Elevated temperatures become particularly pronounced as reefs shallow and flushing becomes restricted. One key system that has been extensively studied since the early 2000s is the back reef tide pools on Ofu Island, American Samoa. The back reef pools harbor diverse coral communities (Craig et al., 2001) and feature distinct thermal regimes, governed by the thermal dynamics of pools of different sizes (Smith et al., 2007; Oliver and Palumbi, 2011b; Koweek et al., 2015); specifically, smaller high-variance (HV) pools where SST can briefly reach 35°C during strong noontime low tides (exceeding the local critical bleaching temperature of 30°C) and fluctuate by up to 6°C daily, vs. larger moderately variable (MV) pools, where SSTs rarely exceed 32°C and exhibit a more stable thermal environment.
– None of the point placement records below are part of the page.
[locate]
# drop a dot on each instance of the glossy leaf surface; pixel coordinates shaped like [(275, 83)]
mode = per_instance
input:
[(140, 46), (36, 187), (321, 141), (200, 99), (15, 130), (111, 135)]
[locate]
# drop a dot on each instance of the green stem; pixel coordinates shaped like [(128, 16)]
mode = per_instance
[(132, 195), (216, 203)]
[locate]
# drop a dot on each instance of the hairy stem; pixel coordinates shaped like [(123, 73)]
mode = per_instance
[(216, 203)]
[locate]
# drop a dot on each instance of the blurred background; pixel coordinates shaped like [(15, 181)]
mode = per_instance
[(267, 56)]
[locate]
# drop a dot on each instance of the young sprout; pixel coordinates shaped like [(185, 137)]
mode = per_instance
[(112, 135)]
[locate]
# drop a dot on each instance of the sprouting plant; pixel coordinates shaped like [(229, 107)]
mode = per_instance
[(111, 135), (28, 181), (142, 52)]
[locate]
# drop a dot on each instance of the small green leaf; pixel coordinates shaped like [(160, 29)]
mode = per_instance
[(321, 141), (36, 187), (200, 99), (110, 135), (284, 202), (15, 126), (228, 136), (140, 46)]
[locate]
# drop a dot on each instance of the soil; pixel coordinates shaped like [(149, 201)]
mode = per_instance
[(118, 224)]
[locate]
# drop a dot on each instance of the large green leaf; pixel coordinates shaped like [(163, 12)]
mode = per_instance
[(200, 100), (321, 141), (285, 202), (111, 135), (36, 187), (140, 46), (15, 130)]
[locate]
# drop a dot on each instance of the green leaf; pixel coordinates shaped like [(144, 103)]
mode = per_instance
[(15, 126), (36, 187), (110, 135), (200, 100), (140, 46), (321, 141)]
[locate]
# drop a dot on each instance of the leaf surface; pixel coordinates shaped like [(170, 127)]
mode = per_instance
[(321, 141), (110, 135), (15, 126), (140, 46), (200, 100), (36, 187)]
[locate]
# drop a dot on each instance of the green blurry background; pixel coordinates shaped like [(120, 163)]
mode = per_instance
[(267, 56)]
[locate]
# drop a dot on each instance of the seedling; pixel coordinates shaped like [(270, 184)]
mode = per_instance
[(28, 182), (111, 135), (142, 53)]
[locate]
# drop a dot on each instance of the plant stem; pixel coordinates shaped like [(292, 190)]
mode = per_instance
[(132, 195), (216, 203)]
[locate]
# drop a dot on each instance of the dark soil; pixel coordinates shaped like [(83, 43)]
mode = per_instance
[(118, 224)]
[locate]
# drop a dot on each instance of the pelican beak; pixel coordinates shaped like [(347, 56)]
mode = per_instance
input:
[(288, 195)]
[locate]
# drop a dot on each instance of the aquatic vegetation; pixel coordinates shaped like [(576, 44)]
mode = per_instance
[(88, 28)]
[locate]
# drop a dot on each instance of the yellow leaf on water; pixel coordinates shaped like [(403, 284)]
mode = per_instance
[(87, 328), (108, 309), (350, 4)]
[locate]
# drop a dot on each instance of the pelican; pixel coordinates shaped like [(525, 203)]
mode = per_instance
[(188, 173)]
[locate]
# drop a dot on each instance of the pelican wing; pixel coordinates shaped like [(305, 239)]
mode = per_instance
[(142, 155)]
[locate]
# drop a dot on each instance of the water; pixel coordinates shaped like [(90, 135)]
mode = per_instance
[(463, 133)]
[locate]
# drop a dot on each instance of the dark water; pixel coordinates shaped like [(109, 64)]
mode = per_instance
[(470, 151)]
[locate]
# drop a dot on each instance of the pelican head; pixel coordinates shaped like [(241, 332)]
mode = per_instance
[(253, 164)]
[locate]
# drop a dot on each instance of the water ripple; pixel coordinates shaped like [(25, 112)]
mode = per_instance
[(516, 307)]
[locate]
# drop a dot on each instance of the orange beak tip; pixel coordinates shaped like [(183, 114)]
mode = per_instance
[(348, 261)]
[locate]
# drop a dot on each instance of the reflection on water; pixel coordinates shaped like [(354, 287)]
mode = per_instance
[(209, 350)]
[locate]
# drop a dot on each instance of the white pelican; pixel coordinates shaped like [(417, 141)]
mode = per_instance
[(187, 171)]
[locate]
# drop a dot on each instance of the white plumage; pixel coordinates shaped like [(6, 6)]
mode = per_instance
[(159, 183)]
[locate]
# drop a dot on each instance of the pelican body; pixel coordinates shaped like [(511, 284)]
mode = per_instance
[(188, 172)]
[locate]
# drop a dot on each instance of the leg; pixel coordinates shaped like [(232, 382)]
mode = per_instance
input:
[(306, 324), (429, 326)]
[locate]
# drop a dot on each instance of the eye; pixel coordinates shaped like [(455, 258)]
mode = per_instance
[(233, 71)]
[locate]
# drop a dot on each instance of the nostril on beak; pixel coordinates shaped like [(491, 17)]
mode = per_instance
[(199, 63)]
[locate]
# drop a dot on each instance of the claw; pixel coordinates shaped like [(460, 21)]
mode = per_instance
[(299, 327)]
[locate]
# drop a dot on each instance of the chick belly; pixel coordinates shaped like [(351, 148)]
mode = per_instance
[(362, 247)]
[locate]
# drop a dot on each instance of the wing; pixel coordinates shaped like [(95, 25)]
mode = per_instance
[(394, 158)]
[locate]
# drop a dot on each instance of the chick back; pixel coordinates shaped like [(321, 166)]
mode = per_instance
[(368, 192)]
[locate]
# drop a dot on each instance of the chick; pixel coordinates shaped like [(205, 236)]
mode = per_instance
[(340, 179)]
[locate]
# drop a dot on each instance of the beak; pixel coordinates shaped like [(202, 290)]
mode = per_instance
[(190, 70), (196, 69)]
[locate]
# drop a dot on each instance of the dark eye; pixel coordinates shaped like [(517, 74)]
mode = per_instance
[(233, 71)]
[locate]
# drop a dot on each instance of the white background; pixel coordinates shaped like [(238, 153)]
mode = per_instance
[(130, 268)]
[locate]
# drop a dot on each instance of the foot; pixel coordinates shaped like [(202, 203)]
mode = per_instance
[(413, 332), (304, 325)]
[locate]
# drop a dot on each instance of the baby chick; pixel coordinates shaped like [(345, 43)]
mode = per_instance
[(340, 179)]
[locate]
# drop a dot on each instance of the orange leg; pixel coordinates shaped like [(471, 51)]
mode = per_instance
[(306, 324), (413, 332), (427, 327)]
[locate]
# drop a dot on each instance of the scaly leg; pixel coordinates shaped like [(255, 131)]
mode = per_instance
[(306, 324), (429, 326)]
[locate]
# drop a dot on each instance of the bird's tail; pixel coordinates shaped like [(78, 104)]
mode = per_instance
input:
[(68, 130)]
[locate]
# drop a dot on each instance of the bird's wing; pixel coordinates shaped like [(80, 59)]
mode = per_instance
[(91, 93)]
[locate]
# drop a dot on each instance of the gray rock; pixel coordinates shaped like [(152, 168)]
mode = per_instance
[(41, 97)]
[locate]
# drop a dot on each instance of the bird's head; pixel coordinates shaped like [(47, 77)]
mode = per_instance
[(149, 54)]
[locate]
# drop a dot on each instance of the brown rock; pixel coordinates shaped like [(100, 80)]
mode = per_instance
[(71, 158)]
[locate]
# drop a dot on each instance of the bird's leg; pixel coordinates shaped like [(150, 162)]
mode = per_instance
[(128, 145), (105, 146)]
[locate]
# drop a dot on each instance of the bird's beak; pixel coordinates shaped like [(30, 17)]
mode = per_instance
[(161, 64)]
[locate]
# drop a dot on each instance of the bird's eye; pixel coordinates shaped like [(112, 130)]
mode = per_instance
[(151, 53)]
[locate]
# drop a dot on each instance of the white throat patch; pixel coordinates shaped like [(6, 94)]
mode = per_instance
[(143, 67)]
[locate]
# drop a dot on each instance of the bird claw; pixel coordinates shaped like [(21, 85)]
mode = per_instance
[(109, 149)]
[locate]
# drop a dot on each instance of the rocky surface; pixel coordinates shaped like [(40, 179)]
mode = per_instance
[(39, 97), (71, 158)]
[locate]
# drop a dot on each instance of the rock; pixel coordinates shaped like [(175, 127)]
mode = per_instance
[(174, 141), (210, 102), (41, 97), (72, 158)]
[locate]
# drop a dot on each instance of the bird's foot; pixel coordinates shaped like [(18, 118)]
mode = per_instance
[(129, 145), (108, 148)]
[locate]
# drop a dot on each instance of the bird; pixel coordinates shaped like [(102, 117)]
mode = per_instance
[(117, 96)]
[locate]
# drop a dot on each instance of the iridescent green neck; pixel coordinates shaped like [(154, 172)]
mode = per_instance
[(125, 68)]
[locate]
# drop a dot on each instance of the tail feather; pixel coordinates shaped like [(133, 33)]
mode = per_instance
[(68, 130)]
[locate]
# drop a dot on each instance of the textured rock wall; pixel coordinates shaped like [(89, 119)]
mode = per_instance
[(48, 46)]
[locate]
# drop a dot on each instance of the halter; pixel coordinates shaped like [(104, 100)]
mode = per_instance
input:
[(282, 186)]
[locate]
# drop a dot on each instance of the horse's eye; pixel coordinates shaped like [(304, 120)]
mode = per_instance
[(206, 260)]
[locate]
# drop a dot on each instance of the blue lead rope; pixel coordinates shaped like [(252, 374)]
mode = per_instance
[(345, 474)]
Corals within the HV pool appear to have acquired putative heat tolerance through genetic, physiological, and ecological adaptations. For example, phenotypic plasticity of skeletal characteristics (Smith et al., 2007) that could potentially be linked to optimization of skeletal optical properties (Enríquez et al., 2017), a switch in symbiont type that is considered more heat-tolerant (Smith et al., 2008; Oliver and Palumbi, 2009, 2011a,b), enhanced thermal tolerance when exposed to heat stress (Oliver and Palumbi, 2011b; Palumbi et al., 2014), higher transcription of heat responsive genes than MV corals (Barshis et al., 2013) and a reservoir of alleles pre-adapted to high temperatures (Bay and Palumbi, 2014). Changes in the microbiome have also been demonstrated with bacterial communities changing in response to transplantation between the MV and HV pools (Ziegler et al., 2017). Higher heat tolerance of HV corals was found to be the result of both local acclimatization and fixed effects such as adaptation, with acclimatization in <2 years achieving the same heat tolerance that would be expected from strong natural selection over multiple generations (Palumbi et al., 2014). This unique system has thus provided critical insights into the mechanisms underlying coral heat tolerance, particularly of host-based contributions to holobiont heat tolerance. Nevertheless, it is currently unclear whether even naturally heat tolerant corals can continue to improve their heat tolerance fast enough to keep pace with global warming, with locations within American Samoa recently experiencing severe bleaching (Eakin et al., 2016).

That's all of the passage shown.